Literacy and the class divide in documentary 'H is for Harry'

06 Mar 2019 BY Steven Ryder in Film Features

4 mins

This prescient, observational film documents two years in the life of Harry, a charismatic, working class eleven-year-old struggling with academia, as he and his fellow students get to grips with British secondary education.

The opening salvo of H is for Harry is a sobering reminder of the ever-increasing class divide in the United Kingdom and its effect on the younger generation. First, a quote from one of fiction's greatest educators, Albus Dumbledore, who remarks "Words are our most inexhaustible source of magic", quickly followed by Tony Blair's "Education, Education, Education" speech, still ringing through the halls of parliament. Lastly, statistics which claim that social mobility has stalled in the world's richest countries, with the U.K. at the forefront of this inexcusable problem. There is maybe nowhere better to explore this complicated issue than Reach Academy in the London borough of Hounslow, which specialises in taking on under-privileged students who may need an extra hand if they are to make their way to the ‘promised land' of University.

Whilst there are moments of sincere reflection on the problematic state of educational needs in British schools, co-directors Edward Owles and Jaime Taylor make sure to imbue the film with a sense of positivity as well, eager to highlight the fact that hope is not lost for each and every student in this classroom. Taylor, herself both an ex-teacher and a working-class filmmaker, maybe sums up the film's ethos in saying "The most debilitating effect of poverty on young people is the poverty of aspiration.", which is evident in Harry's answer to where he sees himself in 15 years ("Trying to stay alive"). In choosing Harry as a needlepoint focus for an issue this widespread, it enables us to see the effects that a financially unstable environment and social standing can have on an individual child's self-worth and identity.

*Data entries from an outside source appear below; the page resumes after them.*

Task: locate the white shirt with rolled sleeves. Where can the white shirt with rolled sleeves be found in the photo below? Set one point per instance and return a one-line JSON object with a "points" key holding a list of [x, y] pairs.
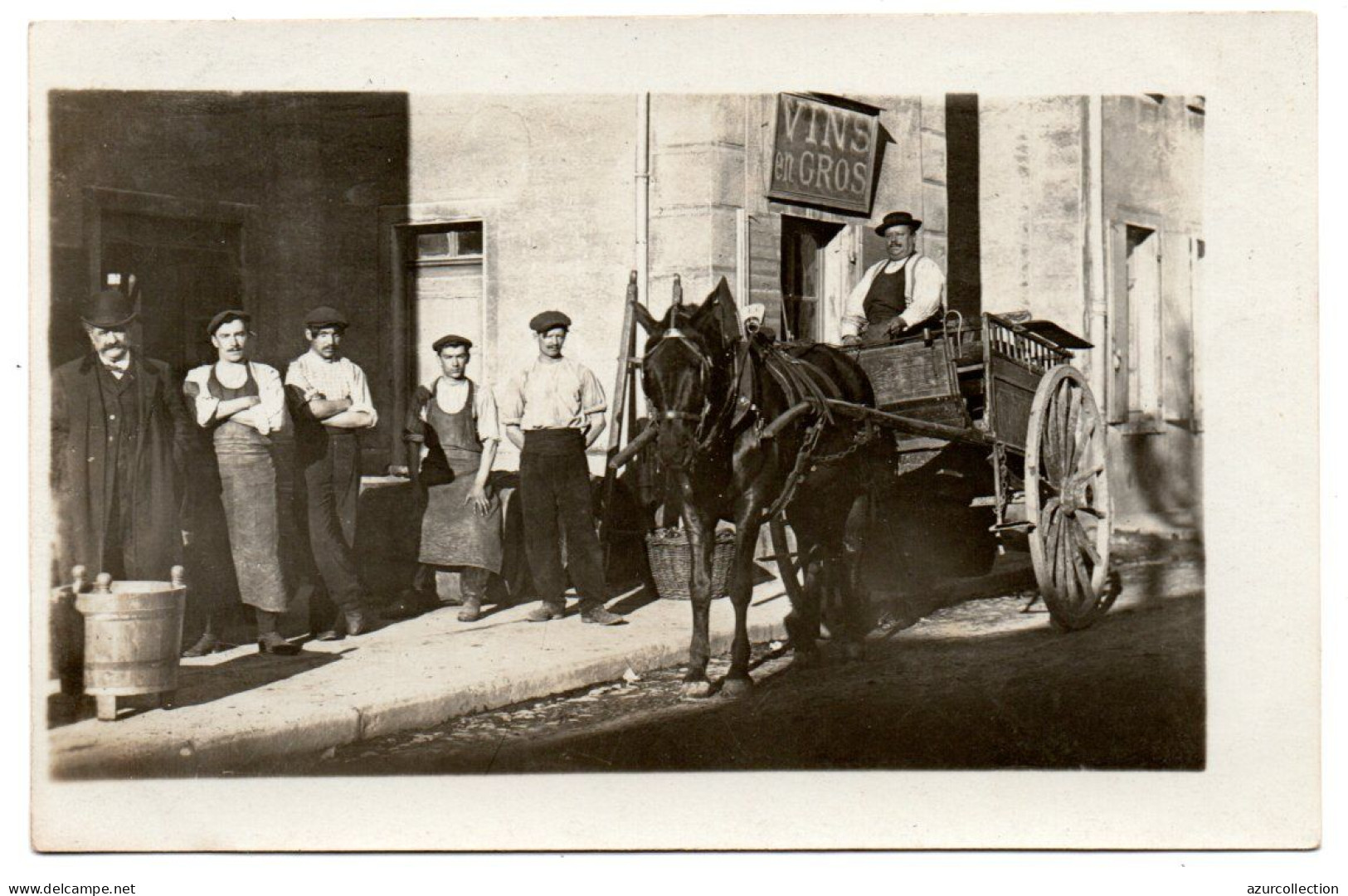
{"points": [[923, 291], [552, 395], [452, 394], [334, 380], [269, 416]]}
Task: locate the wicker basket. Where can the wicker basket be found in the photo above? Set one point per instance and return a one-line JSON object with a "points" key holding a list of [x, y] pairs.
{"points": [[672, 562]]}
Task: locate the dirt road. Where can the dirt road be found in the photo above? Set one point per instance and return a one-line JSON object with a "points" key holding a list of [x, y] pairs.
{"points": [[981, 684]]}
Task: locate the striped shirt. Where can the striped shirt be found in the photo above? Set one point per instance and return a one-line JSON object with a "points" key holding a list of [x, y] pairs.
{"points": [[552, 395], [334, 380]]}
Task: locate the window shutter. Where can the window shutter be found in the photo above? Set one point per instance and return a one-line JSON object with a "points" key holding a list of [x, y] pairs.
{"points": [[1117, 349], [1196, 251]]}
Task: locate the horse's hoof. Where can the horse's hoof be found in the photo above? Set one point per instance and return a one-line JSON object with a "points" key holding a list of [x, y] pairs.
{"points": [[733, 688], [696, 690], [806, 659]]}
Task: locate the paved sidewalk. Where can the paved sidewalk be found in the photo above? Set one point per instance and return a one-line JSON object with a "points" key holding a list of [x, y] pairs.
{"points": [[237, 706]]}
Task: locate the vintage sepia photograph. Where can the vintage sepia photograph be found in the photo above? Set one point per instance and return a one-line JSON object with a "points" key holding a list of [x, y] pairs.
{"points": [[452, 436], [908, 380]]}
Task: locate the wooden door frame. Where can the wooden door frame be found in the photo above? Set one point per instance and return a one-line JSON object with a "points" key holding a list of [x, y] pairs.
{"points": [[395, 222], [1125, 217]]}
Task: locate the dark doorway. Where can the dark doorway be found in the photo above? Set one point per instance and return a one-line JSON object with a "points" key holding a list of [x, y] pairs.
{"points": [[804, 272], [964, 282], [181, 271]]}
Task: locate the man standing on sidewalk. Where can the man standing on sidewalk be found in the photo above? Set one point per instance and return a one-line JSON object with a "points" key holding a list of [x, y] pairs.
{"points": [[119, 436], [553, 411], [330, 403]]}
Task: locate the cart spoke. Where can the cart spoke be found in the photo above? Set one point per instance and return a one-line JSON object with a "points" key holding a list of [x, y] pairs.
{"points": [[1068, 397], [1061, 577], [1087, 544], [1069, 434], [1085, 475], [1050, 518], [1083, 580]]}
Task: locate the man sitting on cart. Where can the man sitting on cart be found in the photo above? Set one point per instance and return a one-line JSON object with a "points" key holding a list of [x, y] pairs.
{"points": [[898, 294]]}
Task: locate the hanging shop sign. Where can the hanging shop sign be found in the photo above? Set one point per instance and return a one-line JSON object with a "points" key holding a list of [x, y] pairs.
{"points": [[824, 153]]}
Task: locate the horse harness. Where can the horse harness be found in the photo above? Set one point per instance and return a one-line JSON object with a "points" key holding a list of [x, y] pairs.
{"points": [[800, 382]]}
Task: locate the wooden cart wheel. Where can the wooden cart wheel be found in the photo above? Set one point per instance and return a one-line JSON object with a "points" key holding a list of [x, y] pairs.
{"points": [[1067, 496], [791, 572]]}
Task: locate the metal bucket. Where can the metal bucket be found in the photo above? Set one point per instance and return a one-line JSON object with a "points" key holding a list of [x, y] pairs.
{"points": [[133, 639]]}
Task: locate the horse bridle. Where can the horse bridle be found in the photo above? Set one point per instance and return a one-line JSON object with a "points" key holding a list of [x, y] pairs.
{"points": [[704, 376]]}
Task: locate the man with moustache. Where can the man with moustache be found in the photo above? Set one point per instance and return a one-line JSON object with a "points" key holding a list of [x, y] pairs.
{"points": [[553, 411], [119, 437], [897, 294], [329, 401], [243, 403], [455, 419]]}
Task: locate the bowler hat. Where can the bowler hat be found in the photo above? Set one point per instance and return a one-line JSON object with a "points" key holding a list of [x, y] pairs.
{"points": [[108, 310], [226, 317], [325, 315], [895, 218], [546, 321], [450, 340]]}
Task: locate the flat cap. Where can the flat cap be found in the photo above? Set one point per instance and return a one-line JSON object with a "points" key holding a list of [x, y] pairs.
{"points": [[546, 321], [108, 309], [895, 218], [450, 338], [325, 315], [226, 317]]}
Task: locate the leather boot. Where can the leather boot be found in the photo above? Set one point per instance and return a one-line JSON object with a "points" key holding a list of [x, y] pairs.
{"points": [[472, 609], [546, 612], [599, 616]]}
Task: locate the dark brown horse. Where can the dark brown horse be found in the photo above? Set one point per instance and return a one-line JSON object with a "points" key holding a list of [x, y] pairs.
{"points": [[715, 397]]}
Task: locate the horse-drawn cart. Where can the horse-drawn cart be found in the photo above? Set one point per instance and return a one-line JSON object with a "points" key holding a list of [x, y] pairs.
{"points": [[1009, 388], [806, 436]]}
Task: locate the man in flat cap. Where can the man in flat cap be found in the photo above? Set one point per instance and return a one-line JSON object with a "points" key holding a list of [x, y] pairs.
{"points": [[329, 401], [553, 411], [455, 421], [119, 437], [243, 406], [897, 294]]}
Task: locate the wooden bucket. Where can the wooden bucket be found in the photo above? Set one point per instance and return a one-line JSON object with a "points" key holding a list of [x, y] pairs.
{"points": [[133, 637]]}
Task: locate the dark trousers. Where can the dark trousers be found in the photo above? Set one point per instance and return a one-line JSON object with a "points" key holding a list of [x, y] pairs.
{"points": [[332, 483], [556, 494]]}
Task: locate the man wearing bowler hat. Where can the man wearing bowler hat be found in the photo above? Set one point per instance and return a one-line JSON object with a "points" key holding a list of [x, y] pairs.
{"points": [[329, 401], [898, 294], [553, 411], [119, 436]]}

Harry himself is a charming, talkative eleven-year-old with a rather unique, if distorted, take on the world around him. He finds it easy to make friends, gets along with his teachers for the most part and has a particular interest in football and video games. Yet Harry seems to have had somewhat of a slow development in terms of his academic skills, particularly literacy, falling behind in his ability to read or write. The film gently parses out both the systematic and personal reasons that Harry has found himself in this position, allowing audiences time to reflect on his familial history and current predicament. The fact that Harry's father, also illiterate due to a poor education, is supportive and concerned about his son's future is a welcome change to the narrative that usually places blame on the parents. Here, the film does not condemn Harry's home life but merely presents it as a reality.

The real hero in this story though is Sophie, the teacher in charge of Harry's class. Her patience, faith and dedication are unwavering and infectious, a silver lining in the academic maturation of all the students at Reach Academy and particularly Harry. Their relationship, whilst sometimes fraught, is based on a mutual understanding and an almost desperate need to improve. Educators across the country will most likely empathise with Sophie and the various teachers who strive to break through the self-imposed boundaries that Harry has inflicted on himself. It is the small instants of personal connection in H is for Harry that give it an emotional strength and one particular scene in which Ana, a Latvian immigrant, describes her home life and her struggles with her younger, autistic brother to her classroom teacher stands out as a very genuine and moving moment.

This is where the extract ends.